What are the basic principles of the Montessori method?

  • A child is his/her own creator (a child-future independent adult-draws suggestions from his/her environment and him/herself determines how and when such suggestions influence his/her actions. We offer inspiration, we show possible paths, we leave decisions to the creator...)
  • Help me to do it myself (a little artist obtains new knowledge and skills using his/her own abilities and at his/her own pace and grows into the world that surrounds him/her.)
  • The hand is the soul's instrument. Work by hand is the basis for understanding things, phenomena, developing thought and speech. (Our knowledge is based on practical teaching and handling things, colours, shapes, ... We place emphasis on linking physical and mental activities).
  • Respecting sensitive periods. (We honour every child's sensitive period. We let ourselves be inspired in the suggestion of favourite topics dealt with, we gradually develop and deepen them. The way that artists create in cycles, we link the topics of lessons like one coral next to another.)
  • Free choice of work. (A little painter decides him/herself what he/she will do, who he/she will work with and how long he/she will work. We respect time for painting, time for playing, for rest...)
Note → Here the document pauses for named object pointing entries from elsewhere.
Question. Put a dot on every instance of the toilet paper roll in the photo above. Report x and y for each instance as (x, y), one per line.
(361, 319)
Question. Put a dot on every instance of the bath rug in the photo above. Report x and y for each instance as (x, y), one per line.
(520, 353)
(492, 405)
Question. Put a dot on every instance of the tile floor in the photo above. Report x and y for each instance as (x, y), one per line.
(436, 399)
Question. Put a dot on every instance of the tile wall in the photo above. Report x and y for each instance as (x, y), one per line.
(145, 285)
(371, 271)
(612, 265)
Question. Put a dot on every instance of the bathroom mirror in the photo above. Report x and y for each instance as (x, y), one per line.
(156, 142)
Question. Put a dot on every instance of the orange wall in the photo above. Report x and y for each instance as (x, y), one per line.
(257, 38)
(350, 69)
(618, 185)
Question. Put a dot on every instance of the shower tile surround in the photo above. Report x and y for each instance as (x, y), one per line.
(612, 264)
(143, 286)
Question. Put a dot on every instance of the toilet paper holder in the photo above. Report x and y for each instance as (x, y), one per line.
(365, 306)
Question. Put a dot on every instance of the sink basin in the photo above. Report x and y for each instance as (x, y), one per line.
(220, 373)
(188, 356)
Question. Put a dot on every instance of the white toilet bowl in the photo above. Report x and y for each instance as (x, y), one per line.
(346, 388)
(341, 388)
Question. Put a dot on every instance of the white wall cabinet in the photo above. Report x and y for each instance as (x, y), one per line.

  • Prepared environment. (The art studio and our workshop are arranged in such a manner that children can take things from shelves, know their place and return them to their place after work. All independently, without external help.)
  • Polarisation of attention. (During artistic work a child is able to concentrate intensively and for a long time on work that attracts his/her attention. The basis of learning here is to empathetically sense the most appropriate topic for every child individually, we help develop this topic and maintain motivation for work.)
  • Holistic learning. (Physical and mental activities should be directly reflected in the learning process. The topics and programme of our lessons are always planned as a whole, the stages direct teaching, movement activities, actual painting, drawing and model-making are alternated. They are stages where every child formulates how and what he/she will work on. And we then build a programme for following lessons together.)